2.2 Modeling Covariance in the Spatial Linear Model

A primary way in which the model in Equation 2.2 differs for point-referenced and areal data is the way in which \(\mathbf{R}\) in \(\text{Cov}(\boldsymbol{\tau}) = \sigma^2_{de} \mathbf{R}\) is modeled. For point-referenced data, the \(\mathbf{R}\) matrix is generally constructed using the Euclidean distance between spatial locations. For example, the exponential spatial covariance function generates an \(\mathbf{R}\) matrix given by

\[ \mathbf{R} = \exp(-\mathbf{H} / \phi), \tag{2.3}\]

where \(\mathbf{H}\) is a matrix of Euclidean distances among observations and \(\phi\) is the range parameter. Some spatial covariance functions have an extra parameter – one example is the Matérn covariance. Spatial models for point-referenced data are fit in spmodel using the splm() function.

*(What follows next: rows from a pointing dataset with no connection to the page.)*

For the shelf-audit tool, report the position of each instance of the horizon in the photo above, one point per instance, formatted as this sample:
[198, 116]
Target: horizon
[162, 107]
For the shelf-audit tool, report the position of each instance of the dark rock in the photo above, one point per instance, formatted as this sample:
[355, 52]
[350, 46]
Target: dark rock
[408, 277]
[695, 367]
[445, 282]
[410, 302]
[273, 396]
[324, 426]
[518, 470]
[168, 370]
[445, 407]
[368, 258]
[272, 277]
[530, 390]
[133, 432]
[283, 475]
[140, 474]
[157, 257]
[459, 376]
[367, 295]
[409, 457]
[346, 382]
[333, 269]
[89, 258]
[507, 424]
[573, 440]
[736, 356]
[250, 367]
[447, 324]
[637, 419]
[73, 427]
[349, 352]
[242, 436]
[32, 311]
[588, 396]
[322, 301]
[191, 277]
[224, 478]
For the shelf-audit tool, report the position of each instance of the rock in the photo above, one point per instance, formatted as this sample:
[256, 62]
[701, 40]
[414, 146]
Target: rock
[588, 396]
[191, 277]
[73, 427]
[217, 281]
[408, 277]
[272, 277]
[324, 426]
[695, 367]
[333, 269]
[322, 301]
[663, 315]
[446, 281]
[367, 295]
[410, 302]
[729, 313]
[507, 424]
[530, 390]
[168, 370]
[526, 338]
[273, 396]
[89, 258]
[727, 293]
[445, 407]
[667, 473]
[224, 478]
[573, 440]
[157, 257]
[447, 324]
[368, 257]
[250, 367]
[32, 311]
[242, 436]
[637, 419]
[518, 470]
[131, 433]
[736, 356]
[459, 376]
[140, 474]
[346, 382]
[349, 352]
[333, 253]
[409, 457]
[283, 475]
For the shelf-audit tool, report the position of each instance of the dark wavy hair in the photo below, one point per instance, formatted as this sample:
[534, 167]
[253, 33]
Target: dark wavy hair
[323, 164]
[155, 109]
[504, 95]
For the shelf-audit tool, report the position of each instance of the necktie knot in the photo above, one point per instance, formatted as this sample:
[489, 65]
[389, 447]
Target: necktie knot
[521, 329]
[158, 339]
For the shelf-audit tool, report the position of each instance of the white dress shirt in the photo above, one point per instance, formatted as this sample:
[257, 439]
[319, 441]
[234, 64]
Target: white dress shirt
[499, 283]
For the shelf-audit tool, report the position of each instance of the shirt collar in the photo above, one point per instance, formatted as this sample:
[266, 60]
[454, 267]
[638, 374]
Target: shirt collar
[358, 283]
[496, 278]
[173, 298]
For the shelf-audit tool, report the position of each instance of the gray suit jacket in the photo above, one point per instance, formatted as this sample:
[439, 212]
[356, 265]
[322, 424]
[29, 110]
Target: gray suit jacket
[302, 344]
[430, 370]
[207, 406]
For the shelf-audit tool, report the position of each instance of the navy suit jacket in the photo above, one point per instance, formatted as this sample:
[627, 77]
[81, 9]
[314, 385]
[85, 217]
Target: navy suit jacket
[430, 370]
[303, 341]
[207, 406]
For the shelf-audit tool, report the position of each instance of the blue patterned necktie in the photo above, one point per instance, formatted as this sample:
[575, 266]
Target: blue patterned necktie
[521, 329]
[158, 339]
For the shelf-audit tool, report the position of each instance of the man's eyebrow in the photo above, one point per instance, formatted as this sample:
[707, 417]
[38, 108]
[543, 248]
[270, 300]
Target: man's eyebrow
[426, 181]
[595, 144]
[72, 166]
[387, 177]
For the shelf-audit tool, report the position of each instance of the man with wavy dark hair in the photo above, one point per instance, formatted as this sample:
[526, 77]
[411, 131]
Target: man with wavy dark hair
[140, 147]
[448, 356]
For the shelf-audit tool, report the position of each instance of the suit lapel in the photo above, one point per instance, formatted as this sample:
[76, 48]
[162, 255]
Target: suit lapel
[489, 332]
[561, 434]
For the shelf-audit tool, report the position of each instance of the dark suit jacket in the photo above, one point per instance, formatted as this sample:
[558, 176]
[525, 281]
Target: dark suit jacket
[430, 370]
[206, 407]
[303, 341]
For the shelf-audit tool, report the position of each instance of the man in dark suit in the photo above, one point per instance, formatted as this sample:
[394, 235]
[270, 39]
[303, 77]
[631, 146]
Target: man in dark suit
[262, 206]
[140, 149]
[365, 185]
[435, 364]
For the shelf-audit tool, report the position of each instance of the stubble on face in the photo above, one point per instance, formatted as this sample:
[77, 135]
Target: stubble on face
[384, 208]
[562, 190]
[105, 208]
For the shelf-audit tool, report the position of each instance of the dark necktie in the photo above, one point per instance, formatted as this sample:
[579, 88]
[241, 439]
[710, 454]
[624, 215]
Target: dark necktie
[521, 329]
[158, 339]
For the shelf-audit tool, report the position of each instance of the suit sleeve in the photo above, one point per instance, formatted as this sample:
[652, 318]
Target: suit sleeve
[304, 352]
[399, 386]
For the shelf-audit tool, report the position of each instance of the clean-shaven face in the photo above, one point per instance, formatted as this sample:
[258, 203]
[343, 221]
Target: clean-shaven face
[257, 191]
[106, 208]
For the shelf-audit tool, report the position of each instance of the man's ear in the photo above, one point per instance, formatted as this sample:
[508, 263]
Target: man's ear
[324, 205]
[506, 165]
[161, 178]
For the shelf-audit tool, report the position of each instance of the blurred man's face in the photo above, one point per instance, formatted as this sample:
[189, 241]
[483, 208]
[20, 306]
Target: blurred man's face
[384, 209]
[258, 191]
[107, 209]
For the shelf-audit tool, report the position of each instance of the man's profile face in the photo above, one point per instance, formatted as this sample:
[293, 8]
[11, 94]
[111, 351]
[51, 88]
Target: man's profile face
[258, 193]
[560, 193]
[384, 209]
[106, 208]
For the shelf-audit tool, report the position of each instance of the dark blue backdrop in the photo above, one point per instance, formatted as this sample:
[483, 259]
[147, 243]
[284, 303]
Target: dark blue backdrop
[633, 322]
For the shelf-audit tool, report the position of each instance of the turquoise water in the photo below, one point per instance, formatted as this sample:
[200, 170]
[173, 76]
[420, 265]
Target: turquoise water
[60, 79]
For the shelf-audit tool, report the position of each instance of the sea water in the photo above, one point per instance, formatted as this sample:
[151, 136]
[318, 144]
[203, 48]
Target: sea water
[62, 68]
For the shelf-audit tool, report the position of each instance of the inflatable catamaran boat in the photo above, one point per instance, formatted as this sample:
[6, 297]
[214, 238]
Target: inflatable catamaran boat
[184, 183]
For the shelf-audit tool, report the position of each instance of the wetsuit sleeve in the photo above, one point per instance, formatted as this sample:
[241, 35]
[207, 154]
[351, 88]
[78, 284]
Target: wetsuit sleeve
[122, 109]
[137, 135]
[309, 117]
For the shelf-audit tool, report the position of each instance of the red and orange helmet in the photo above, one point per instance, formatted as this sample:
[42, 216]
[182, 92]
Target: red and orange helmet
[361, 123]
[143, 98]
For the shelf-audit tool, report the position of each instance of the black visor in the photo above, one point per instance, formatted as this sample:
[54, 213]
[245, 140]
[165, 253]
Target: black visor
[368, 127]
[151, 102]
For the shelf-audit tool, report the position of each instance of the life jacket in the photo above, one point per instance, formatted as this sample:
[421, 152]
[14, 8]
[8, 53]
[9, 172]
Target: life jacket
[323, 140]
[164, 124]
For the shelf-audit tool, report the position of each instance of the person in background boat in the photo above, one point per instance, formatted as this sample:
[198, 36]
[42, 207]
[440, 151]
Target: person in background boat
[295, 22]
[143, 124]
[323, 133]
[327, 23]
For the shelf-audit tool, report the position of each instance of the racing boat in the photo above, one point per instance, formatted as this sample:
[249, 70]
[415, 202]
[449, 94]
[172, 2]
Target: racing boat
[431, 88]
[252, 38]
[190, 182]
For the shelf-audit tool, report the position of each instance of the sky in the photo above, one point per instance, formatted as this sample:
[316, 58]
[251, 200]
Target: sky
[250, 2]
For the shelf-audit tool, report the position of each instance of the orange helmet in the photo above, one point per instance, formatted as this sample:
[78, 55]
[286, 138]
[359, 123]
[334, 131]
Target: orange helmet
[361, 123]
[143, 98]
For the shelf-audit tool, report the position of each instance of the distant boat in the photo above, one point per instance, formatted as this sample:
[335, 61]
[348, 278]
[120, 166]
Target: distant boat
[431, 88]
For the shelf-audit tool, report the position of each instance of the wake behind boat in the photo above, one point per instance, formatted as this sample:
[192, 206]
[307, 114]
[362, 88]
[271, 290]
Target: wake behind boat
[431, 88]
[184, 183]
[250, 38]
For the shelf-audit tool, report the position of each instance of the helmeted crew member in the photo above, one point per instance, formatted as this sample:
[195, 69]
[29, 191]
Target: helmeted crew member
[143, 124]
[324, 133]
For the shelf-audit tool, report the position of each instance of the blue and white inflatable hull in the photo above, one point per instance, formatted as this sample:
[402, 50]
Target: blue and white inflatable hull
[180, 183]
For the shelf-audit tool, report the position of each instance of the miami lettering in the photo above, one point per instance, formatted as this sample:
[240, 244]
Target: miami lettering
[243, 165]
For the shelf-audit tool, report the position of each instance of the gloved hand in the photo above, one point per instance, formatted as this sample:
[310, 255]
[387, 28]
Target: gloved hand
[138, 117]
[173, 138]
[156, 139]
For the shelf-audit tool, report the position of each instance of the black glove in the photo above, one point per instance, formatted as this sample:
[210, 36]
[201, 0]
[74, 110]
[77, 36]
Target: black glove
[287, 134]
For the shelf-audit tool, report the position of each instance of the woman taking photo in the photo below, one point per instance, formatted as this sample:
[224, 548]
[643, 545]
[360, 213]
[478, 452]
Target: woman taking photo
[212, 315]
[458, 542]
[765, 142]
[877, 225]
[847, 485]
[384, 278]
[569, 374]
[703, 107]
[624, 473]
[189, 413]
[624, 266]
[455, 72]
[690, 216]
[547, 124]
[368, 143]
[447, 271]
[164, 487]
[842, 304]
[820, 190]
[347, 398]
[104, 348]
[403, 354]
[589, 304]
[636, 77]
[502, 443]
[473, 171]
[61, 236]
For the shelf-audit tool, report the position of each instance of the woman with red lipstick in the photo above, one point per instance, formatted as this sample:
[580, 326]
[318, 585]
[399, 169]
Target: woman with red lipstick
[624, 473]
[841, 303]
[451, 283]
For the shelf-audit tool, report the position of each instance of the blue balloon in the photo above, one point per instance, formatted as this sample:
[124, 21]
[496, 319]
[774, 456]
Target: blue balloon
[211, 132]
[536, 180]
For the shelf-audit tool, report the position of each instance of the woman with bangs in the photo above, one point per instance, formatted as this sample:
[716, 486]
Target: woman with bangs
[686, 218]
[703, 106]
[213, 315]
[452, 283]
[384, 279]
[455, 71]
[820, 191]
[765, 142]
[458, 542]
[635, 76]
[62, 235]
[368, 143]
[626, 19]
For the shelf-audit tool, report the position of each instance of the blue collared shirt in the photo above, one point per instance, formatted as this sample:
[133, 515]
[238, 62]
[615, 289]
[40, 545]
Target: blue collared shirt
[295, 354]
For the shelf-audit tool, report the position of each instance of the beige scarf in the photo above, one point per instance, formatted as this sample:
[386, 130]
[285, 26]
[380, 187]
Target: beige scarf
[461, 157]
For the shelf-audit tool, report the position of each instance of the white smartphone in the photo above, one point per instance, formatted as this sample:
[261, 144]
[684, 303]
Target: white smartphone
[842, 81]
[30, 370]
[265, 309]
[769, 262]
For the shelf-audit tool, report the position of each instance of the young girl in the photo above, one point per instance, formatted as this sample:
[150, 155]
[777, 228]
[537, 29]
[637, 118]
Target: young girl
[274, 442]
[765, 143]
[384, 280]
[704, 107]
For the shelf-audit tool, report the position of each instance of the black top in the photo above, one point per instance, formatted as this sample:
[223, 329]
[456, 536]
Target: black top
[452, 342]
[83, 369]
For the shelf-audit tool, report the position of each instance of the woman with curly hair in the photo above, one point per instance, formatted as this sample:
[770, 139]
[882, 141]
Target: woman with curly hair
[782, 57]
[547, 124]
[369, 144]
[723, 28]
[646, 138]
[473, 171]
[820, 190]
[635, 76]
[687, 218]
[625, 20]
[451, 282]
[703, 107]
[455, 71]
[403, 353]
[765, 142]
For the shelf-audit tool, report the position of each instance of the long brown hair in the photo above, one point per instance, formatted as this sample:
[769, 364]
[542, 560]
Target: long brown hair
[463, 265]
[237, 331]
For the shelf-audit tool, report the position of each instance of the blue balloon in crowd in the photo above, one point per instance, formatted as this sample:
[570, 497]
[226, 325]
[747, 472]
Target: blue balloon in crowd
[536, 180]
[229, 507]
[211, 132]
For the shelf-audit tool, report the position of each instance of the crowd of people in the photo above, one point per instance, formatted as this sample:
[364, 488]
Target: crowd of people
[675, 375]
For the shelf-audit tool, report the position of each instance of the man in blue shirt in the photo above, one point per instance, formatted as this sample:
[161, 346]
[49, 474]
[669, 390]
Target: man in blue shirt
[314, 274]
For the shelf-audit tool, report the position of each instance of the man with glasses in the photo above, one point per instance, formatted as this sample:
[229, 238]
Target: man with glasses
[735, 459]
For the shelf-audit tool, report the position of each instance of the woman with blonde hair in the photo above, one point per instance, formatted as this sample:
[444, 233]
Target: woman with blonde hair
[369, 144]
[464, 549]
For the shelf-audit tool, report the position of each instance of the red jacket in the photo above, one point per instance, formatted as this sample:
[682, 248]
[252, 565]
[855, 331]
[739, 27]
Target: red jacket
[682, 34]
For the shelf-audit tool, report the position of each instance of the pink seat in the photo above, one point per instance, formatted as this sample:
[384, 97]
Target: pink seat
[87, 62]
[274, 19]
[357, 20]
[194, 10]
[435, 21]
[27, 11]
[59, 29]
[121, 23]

On the other hand, \(\mathbf{R}\) for areal data is often constructed from how the areal polygons are oriented in space. Commonly, a neighborhood structure is used to construct \(\mathbf{R}\), where two observations are considered to be “neighbors” if they share a common boundary. In the simultaneous auto-regressive (SAR) model,

\[ \mathbf{R} = [(\mathbf{I} - \phi \mathbf{W}) (\mathbf{I} - \phi \mathbf{W}^\top)]^{-1} \tag{2.4}\]

where \(\mathbf{I}\) is the identity matrix and \(\mathbf{W}\) is a weight matrix that describes the neighborhood structure among observations. A popular neighborhood structure is queen contiguity, in which two polygons are neighbors if they share a boundary. It is important to clarify that observations are not considered neighbors with themselves. Spatial models for areal data are fit in spmodel using the spautor() function.

Exercise

Navigate to the Help file for splm by running ?splm or by visiting this link and scroll down to “Details.” Examine the spatial linear model description in the Help file and relate some of the syntax used to the syntax in Equation 2.2 and Equation 2.3.

Solution

The form of the spatial linear model (\(\mathbf{y} = \mathbf{X} \boldsymbol{\beta} + \boldsymbol{\tau} + \boldsymbol{\epsilon}\)) is the same in the Help file as the form in Equation Equation 2.2. In the help file, \(de\) refers to \(\sigma^2_{de}\), \(ie\) refers to \(\sigma^2_{ie}\), and \(range\) refers to \(\phi\). Finally, in the help file \(h\) refers to distance between observations while, in Equation 2.3, \(\mathbf{H}\) refers to a matrix of these distances for all pairs of observations.